If a private company had been responsible, the EPA would have come down like a hammer. But not this time:

Anyone who follows mining, oil spill and power plant accidents knows the EPA, Obama White House and Big Green environmentalist rhetoric: There is no safe threshold for chemicals. They are toxic and carcinogenic at parts per billion. The water will be unsafe for years or even decades. Wildlife will die. Corporate polluters are criminals and must pay huge fines. We will keep our boots on their necks.

This time the White House was silent, and Democrats and eco-activists rushed to defend EPA and shift the blame to mining and mining companies. EPA officials made statements they would never use if a private company had caused the blowout: EPA had simply “miscalculated” how much water had backed up. It was just trying to stick a pipe into the top of the mine to safely pump liquid out for treatment. We were “very careful.” Contaminants “are flowing too fast to be an immediate health threat.” The river is already “restoring itself” back to pre-spill levels, EPA Administrator Gina McCarthy insisted.

The craven acquiescence of environmental organizations, which are completely in bed with the EPA, is disgusting. The accident appears to have been caused by rather blatant negligence on the part of the government:

The evidence strongly suggests that EPA never studied or calculated anything, had no operations plan vetted and approved by state officials or mining experts, was not trying to install a pipe – and was grossly careless and negligent. Toxic sludge was carried and deposited along hundreds of miles, contaminating water and riverbeds, where it will be stirred up for years during every heavy rainfall and snowmelt.
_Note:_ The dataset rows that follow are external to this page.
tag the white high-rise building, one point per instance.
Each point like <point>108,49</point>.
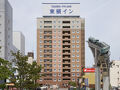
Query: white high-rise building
<point>19,41</point>
<point>5,29</point>
<point>115,74</point>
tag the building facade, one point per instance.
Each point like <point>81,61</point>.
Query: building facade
<point>115,74</point>
<point>5,29</point>
<point>30,57</point>
<point>19,41</point>
<point>60,48</point>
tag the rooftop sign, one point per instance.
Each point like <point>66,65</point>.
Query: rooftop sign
<point>89,70</point>
<point>61,9</point>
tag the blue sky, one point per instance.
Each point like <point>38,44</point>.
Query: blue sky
<point>102,20</point>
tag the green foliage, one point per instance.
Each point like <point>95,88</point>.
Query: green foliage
<point>72,84</point>
<point>27,74</point>
<point>4,69</point>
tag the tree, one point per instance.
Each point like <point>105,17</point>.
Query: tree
<point>28,74</point>
<point>21,66</point>
<point>5,71</point>
<point>32,76</point>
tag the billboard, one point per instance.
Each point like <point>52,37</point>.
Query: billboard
<point>89,70</point>
<point>61,9</point>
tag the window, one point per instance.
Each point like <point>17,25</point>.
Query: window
<point>40,36</point>
<point>66,22</point>
<point>54,65</point>
<point>59,74</point>
<point>54,36</point>
<point>40,79</point>
<point>73,41</point>
<point>77,31</point>
<point>73,60</point>
<point>59,55</point>
<point>66,26</point>
<point>54,26</point>
<point>73,46</point>
<point>59,50</point>
<point>40,31</point>
<point>73,65</point>
<point>73,50</point>
<point>73,31</point>
<point>41,56</point>
<point>59,31</point>
<point>73,36</point>
<point>54,50</point>
<point>59,79</point>
<point>73,70</point>
<point>73,79</point>
<point>59,41</point>
<point>41,46</point>
<point>54,41</point>
<point>77,50</point>
<point>72,26</point>
<point>78,74</point>
<point>77,41</point>
<point>47,21</point>
<point>77,60</point>
<point>59,60</point>
<point>77,65</point>
<point>54,74</point>
<point>72,21</point>
<point>54,46</point>
<point>55,70</point>
<point>77,36</point>
<point>55,80</point>
<point>55,55</point>
<point>41,60</point>
<point>59,36</point>
<point>77,55</point>
<point>59,46</point>
<point>54,60</point>
<point>73,74</point>
<point>40,26</point>
<point>40,50</point>
<point>59,70</point>
<point>59,65</point>
<point>40,41</point>
<point>73,55</point>
<point>47,26</point>
<point>77,70</point>
<point>77,46</point>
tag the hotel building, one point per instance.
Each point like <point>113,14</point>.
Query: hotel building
<point>60,48</point>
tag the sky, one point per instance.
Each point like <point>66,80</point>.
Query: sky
<point>102,21</point>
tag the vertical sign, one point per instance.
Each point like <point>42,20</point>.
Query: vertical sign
<point>61,9</point>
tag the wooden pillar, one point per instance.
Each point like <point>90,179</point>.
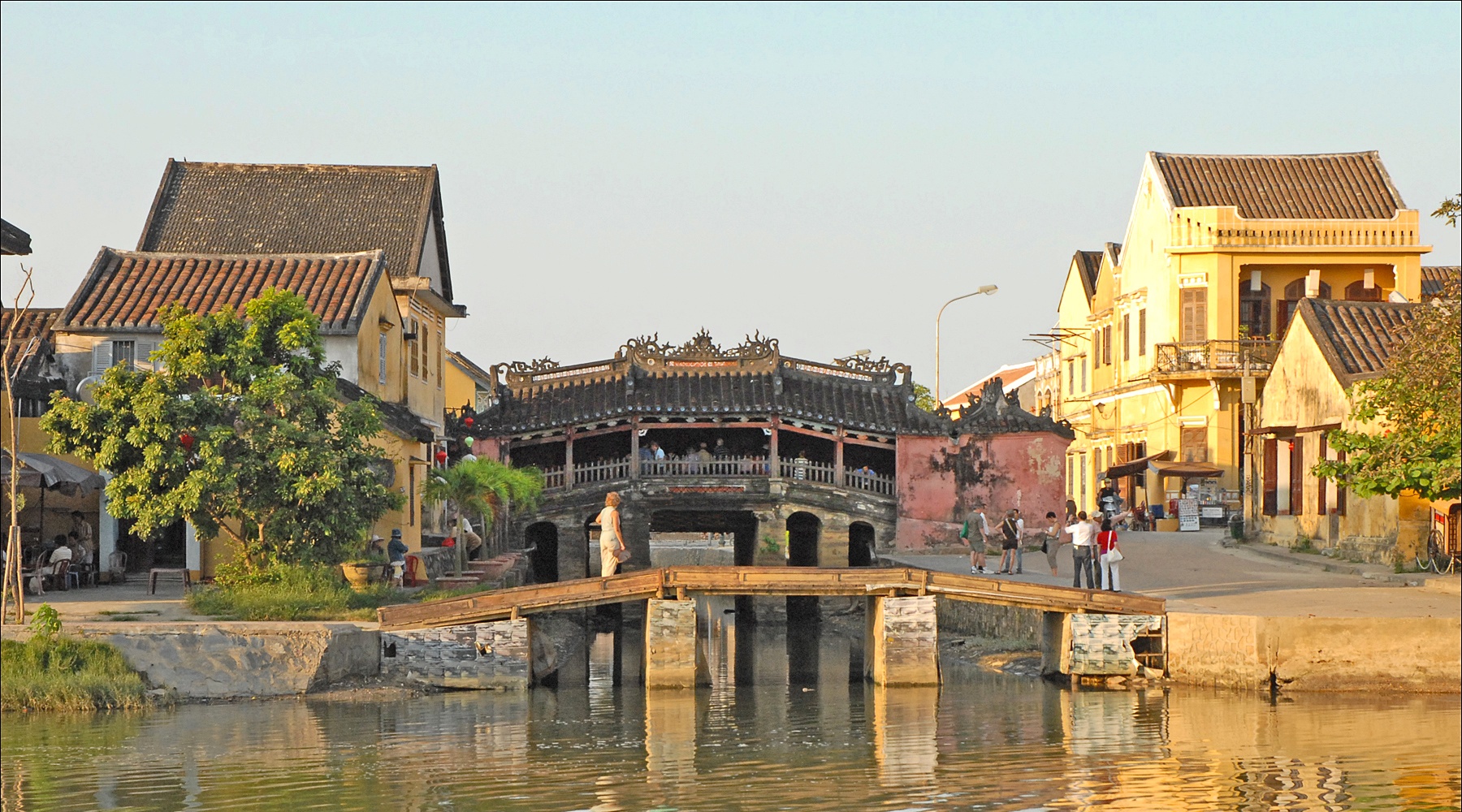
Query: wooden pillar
<point>902,641</point>
<point>568,462</point>
<point>774,464</point>
<point>634,449</point>
<point>837,457</point>
<point>670,645</point>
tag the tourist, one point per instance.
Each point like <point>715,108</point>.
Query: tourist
<point>612,539</point>
<point>974,533</point>
<point>1084,535</point>
<point>1110,554</point>
<point>396,551</point>
<point>1053,541</point>
<point>1010,529</point>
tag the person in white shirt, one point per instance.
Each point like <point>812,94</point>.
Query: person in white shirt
<point>1084,538</point>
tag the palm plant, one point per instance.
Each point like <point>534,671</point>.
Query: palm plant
<point>484,488</point>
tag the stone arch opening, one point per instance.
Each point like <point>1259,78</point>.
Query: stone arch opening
<point>802,539</point>
<point>541,539</point>
<point>860,545</point>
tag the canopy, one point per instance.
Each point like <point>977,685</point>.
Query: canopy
<point>1186,471</point>
<point>44,471</point>
<point>1133,468</point>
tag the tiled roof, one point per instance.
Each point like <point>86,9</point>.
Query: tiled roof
<point>299,209</point>
<point>1438,275</point>
<point>34,323</point>
<point>1339,186</point>
<point>1089,266</point>
<point>1357,338</point>
<point>14,240</point>
<point>126,290</point>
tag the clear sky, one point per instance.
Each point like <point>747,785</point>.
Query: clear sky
<point>825,174</point>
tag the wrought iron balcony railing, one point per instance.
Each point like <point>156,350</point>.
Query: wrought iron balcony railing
<point>1215,360</point>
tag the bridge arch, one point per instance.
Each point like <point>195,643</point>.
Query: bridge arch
<point>860,545</point>
<point>543,539</point>
<point>803,530</point>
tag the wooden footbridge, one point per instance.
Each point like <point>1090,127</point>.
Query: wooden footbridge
<point>685,581</point>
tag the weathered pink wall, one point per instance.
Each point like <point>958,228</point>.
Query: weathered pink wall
<point>941,479</point>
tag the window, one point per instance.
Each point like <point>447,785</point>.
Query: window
<point>380,362</point>
<point>1193,325</point>
<point>1193,444</point>
<point>1297,477</point>
<point>1271,477</point>
<point>1253,313</point>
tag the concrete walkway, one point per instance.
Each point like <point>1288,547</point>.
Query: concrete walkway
<point>1198,572</point>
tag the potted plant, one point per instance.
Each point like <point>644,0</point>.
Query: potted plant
<point>367,568</point>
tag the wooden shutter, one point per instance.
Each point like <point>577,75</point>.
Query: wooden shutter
<point>102,356</point>
<point>1297,477</point>
<point>1321,508</point>
<point>1195,314</point>
<point>1271,479</point>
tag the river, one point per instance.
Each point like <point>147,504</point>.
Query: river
<point>772,732</point>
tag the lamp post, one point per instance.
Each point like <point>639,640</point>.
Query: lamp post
<point>983,290</point>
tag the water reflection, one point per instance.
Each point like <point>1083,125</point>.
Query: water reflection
<point>765,733</point>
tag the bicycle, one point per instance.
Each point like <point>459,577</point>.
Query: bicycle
<point>1436,559</point>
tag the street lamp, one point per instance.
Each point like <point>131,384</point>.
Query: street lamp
<point>981,290</point>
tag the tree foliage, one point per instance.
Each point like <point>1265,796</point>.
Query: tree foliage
<point>1416,411</point>
<point>241,431</point>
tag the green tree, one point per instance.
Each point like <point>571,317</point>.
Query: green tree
<point>1416,411</point>
<point>484,488</point>
<point>240,433</point>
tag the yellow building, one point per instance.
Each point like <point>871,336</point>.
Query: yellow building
<point>1328,348</point>
<point>365,246</point>
<point>1157,336</point>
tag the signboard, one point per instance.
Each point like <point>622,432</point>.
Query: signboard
<point>1187,514</point>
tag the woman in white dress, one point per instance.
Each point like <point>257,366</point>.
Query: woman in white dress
<point>612,541</point>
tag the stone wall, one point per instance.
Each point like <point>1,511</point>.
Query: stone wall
<point>241,659</point>
<point>1014,624</point>
<point>1316,653</point>
<point>496,654</point>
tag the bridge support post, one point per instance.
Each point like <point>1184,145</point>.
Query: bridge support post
<point>670,645</point>
<point>902,641</point>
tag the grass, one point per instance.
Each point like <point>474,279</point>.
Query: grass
<point>305,594</point>
<point>65,674</point>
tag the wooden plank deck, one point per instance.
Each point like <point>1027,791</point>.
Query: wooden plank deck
<point>679,581</point>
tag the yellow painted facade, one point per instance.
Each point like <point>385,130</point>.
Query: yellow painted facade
<point>1161,335</point>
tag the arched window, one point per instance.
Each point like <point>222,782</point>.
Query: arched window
<point>1293,292</point>
<point>1253,313</point>
<point>1359,292</point>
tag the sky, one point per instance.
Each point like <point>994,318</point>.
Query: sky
<point>825,174</point>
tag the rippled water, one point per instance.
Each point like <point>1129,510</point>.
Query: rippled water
<point>774,732</point>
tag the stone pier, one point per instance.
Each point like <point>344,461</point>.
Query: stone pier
<point>902,641</point>
<point>670,645</point>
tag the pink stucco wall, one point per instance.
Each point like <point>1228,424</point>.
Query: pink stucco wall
<point>939,479</point>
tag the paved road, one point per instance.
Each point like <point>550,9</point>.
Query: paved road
<point>1198,574</point>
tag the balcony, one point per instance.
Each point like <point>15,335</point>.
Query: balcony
<point>623,469</point>
<point>1213,360</point>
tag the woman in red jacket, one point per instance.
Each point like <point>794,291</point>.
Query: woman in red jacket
<point>1109,557</point>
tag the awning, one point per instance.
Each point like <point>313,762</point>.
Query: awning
<point>1187,471</point>
<point>44,471</point>
<point>1133,468</point>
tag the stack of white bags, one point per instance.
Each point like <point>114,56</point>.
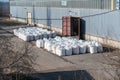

Mining engineers told me the prudent approach would have been to push or drill a 4-inch pipe through the rubble into the mine, to determine the water pressure, toxicity and extent of water backup in the mine – and then build a strong cofferdam below the portal – before proceeding. Simply removing the debris was stupid, dangerous and negligent, they said. It will take years now to correct the damage and assess costs.

The point can’t be emphasized enough: government is inherently less competent, less accountable and less transparent than private business. In popular culture, environmental disasters are always the fault of greedy profiteers in industry. But in reality, the most polluted places on the planet have always been those where government reigned supreme, like Eastern Europe, the Soviet Union and China.

Earlier today, six senators from the states affected by the spill–both Republicans and Democrats–sent this letter to the EPA’s Inspector General, who is investigating the incident. The letter requests that various specific issues be addressed in the IG’s investigation, including both the agency’s negligence leading up to the discharge and its lack of transparency thereafter:

08 19 2015 EPA OIG Gold King Mine

Congressional oversight is better than nothing, but the reality is that federal agencies like the EPA have become a law unto themselves. They have far too much power, and tend to regard Congress (and even more so, the voters) as a mere inconvenience. The only solution is to drastically reduce the agencies’ powers, something that Congress–which, as you might have forgotten, is ostensibly controlled by Republicans–can do.